• Insights

5 Things Talent Acquisition Leaders Should Know About ChatGPT Ads

AI is rapidly changing how people discover information online, and careers are no exception. 

Increasingly, candidates are turning to platforms like ChatGPT to research employers, explore career options and seek recommendations, often before they ever visit a job board or company careers site. 

Since gaining early access to ChatGPT Ads on 4 June, we’ve been testing the platform to understand how it performs as a recruitment marketing channel and what it could mean for talent acquisition teams. 

While it’s still early days, some clear patterns are already emerging. From lower-than-expected media costs to stronger engagement rates, here are five things talent acquisition and employer brand leaders should know about advertising in ChatGPT.

1. Media costs are coming in lower than expected

When ChatGPT Ads launched, early guidance suggested CPMs would sit around the $60 (£45) mark. However, in reality, we’re seeing CPMs average £30.46. 

While it’s still early days and pricing will likely evolve as demand increases, the current cost of reaching audiences is significantly lower than many expected. 

Lower entry costs reduce the risk of testing a new channel. For employer brand and talent acquisition teams, it creates an opportunity to explore AI-powered advertising without requiring major budget shifts or lengthy approval processes.

2. Engagement is outperforming early benchmarks

Initial CTR benchmarks were expected to sit between 0.8% and 0.9%. 

Our early campaigns are currently generating an average CTR of 1.74%. 

While benchmarks will change as adoption grows, the early signs suggest users are highly engaged with the experience. 

Unlike many traditional advertising environments, ChatGPT users are actively seeking information and recommendations. For employers, that creates an opportunity to appear alongside moments of genuine curiosity and intent, rather than interrupting passive browsing behaviour.

3. Candidate discovery is already changing

Across campaigns, CPCs are averaging between £1.65 – £2.01. 

However, the more interesting observation is where those clicks are coming from. When someone is using AI, they aren’t necessarily searching for jobs; they’re probably asking broader questions about careers, employers, industries and opportunities. 

With this shift, candidates are beginning to discover employers through conversations, not just searches. That shifts the focus from capturing active applicants to influencing consideration much earlier in the decision-making process.

4. Location targeting remains broad 

Currently, advertisers can only target the UK as a whole. 
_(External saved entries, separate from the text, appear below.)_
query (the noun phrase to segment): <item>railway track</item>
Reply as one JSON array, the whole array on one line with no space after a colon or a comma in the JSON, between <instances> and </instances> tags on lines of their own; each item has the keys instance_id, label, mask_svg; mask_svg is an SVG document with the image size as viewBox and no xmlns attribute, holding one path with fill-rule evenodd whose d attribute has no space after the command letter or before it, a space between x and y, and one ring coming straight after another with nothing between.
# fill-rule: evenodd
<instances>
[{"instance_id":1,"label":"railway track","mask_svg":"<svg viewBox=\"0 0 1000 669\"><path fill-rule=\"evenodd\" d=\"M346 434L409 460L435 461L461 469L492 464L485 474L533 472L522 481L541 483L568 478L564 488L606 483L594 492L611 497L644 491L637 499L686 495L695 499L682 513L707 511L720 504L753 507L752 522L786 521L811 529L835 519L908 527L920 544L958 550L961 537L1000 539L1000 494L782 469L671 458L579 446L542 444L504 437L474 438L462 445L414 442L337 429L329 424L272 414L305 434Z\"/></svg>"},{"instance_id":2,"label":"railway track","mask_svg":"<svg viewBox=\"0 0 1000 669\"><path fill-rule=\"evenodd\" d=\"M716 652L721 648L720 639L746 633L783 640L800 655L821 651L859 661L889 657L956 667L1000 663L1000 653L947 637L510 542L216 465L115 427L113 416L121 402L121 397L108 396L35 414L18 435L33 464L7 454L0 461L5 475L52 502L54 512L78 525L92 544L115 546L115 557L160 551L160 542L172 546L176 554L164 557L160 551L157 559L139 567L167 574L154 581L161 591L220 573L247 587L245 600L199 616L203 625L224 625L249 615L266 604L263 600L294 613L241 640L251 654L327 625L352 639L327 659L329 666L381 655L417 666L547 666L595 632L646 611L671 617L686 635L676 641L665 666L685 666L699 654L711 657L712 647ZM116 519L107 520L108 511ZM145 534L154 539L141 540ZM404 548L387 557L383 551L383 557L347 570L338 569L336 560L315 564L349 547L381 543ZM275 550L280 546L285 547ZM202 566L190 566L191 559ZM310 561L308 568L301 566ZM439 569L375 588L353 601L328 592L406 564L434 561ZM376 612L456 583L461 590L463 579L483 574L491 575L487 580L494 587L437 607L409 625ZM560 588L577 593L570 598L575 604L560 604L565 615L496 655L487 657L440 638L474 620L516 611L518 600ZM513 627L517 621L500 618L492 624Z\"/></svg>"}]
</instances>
Based on previous OpenAI rollouts, more granular geographic targeting may arrive later, but today the platform is best suited to national campaigns. 

For organisations hiring across multiple locations, the current targeting options are already viable. More localised recruitment strategies may need to wait for additional functionality to get the most use of the platform’s advertising capabilities.

5. Learning is accessible

Daily budgets can start from as little as $50 per day. 

That’s a relatively low barrier compared with many emerging advertising opportunities. 

The biggest advantage right now isn’t scale. It’s learning. Early testing can help employers understand how candidates interact with AI-powered environments before these platforms become a standard part of the recruitment marketing mix. 

The Takeaway 

The most important takeaway isn’t the CPM, CPC or CTR. 

It’s that candidate discovery is evolving. 

Historically, employer brands have focused on being visible in search engines, social feeds and job boards. Increasingly, candidates are also turning to AI platforms to research employers, compare opportunities and seek career advice. 

ChatGPT Ads represent one way to gain visibility in these conversations, but they’re only part of the picture. The employers that succeed in an AI-first discovery landscape will be those that think beyond advertising alone, ensuring their careers content, employer brand messaging and online presence are structured in a way that AI platforms can understand, reference and recommend. 

In many ways, advertising is the first chapter of a much larger story. The bigger opportunity is understanding how your employer brand appears when candidates start asking AI the questions they once asked search engines.